I'm trying to do registration papers and have some questions as to what to put in the description of the animal:

What constitutes a 'Traditional' pattern? - Can a 'Traditional' be red OR black - or must it be red? 

If an animal has a red head (or a cape), but has red colored feet - Is that still a traditional? 

How much color does an animal need to be considered a 'paint'? 

What is the difference between a red (or black) 'cape' vs. 'head'. 

--Penni


----------



## nancy d (Oct 5, 2007)

Traditional or Correct (interchangeable descriptions) is anything with a white body & red or brown head. Even if it has coloring/markings on a leg or two.
At the left here, my boy's papers say Traditional but nothing about his black head & cape.


----------



## Crossroads Boers (Feb 19, 2011)

Hi Penni! 

A traditional goat is white with a red head, black head or any colored head as long as the body is fully white. ABGA is now asking people to put "Correct" for traditional colored goats for the color pattern, but traditional still works too.  
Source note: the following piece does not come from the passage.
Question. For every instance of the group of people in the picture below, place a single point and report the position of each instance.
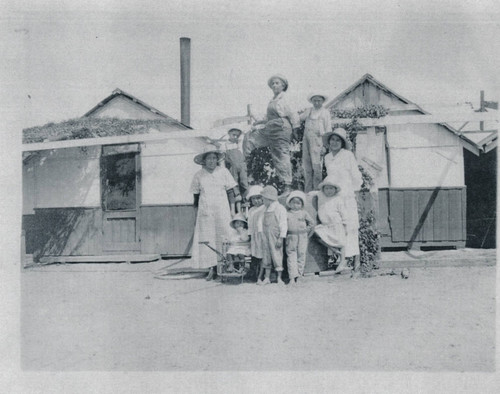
(274, 222)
If the goat has red legs and a white body and head it is still considered traditional, or correct. 

If there is a BIG patch of red anywhere above the goat's legs, it is considered a paint color. I usually just eyeball what is considered a paint and usually it is easy to tell, but sometimes goats will have baseball size patches of red on their sides or back and that is still considered traditional. 

If the goat just has a red tail, people usually put "Correct, red tail" for color. 
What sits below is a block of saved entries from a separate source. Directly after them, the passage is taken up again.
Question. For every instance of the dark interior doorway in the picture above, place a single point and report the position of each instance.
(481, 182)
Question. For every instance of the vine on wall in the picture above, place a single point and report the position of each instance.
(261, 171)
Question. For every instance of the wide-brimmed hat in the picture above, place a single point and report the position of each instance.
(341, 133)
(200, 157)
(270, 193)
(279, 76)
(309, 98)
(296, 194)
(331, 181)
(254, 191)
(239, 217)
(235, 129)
A cape is just more red on the neck/side than normal. The first goat here is traditional, the 2nd is caped. If you're not sure if the goat is caped or correct, correct would be just fine to use.


----------



## nancy d (Oct 5, 2007)

Great explanation Victoria, was counting on you to describe Paint. Thanks for the heads up on Correct.

By the way, the buck she has pictured is my buck's sire.


----------



## toth boer goats (Jul 20, 2008)

I agree.

You can make a short description if they have a sock or a spot ect. 
They allow you so much room to describe it.


----------



## spidy1 (Jan 9, 2014)

Would a basket ball size spot on the belly/udders be considered paint? How big is big, or how big does the spot have to be to consider it paint?


----------



## chelsboers (Mar 25, 2010)

spidy1 said:


> Would a basket ball size spot on the belly/udders be considered paint? How big is big, or how big does the spot have to be to consider it paint?
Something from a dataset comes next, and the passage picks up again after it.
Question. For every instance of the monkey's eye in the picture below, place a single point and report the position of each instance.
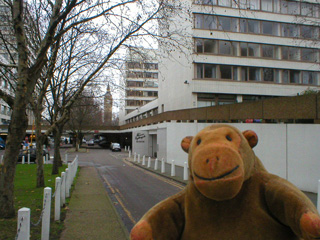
(228, 138)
If she had a red head I would consider that traditional/correct with spot on belly. I consider anything with at least 50% of its body colored to be paint. The doe in my avatar says black with white belly band. She would technically be paint though.


----------



## spidy1 (Jan 9, 2014)

Ok, that helps.


----------



## Crossroads Boers (Feb 19, 2011)

Yeah, so if the red isn't in an obvious spot (like the belly or udder), I'd just put "Correct w/ red *whatever*"


----------



## spidy1 (Jan 9, 2014)

It's a obvious spot covering entire the under side of her back leg and udder and almost going over her flank.


----------



## nancy d (Oct 5, 2007)

Honestly, a general, brief description is all that is needed. The color or paint police wont arrest you.


----------



## Crossroads Boers (Feb 19, 2011)

Yeah, it's really not a big deal. Just a short description is all they need.  I've seen color descriptions that are so long it's almost funny, so just do your best and it will be fine!


----------



## spidy1 (Jan 9, 2014)

She's not registered, but I'm just curious what to call her! What do you think...


----------



## Jessica84 (Oct 27, 2011)

If she is a red head and only has that spot I would say she is correct. 


Sent from my iPhone using Goat Forum


----------



## spidy1 (Jan 9, 2014)

Ok! Bummer, I was hoping paint, I love spots!


----------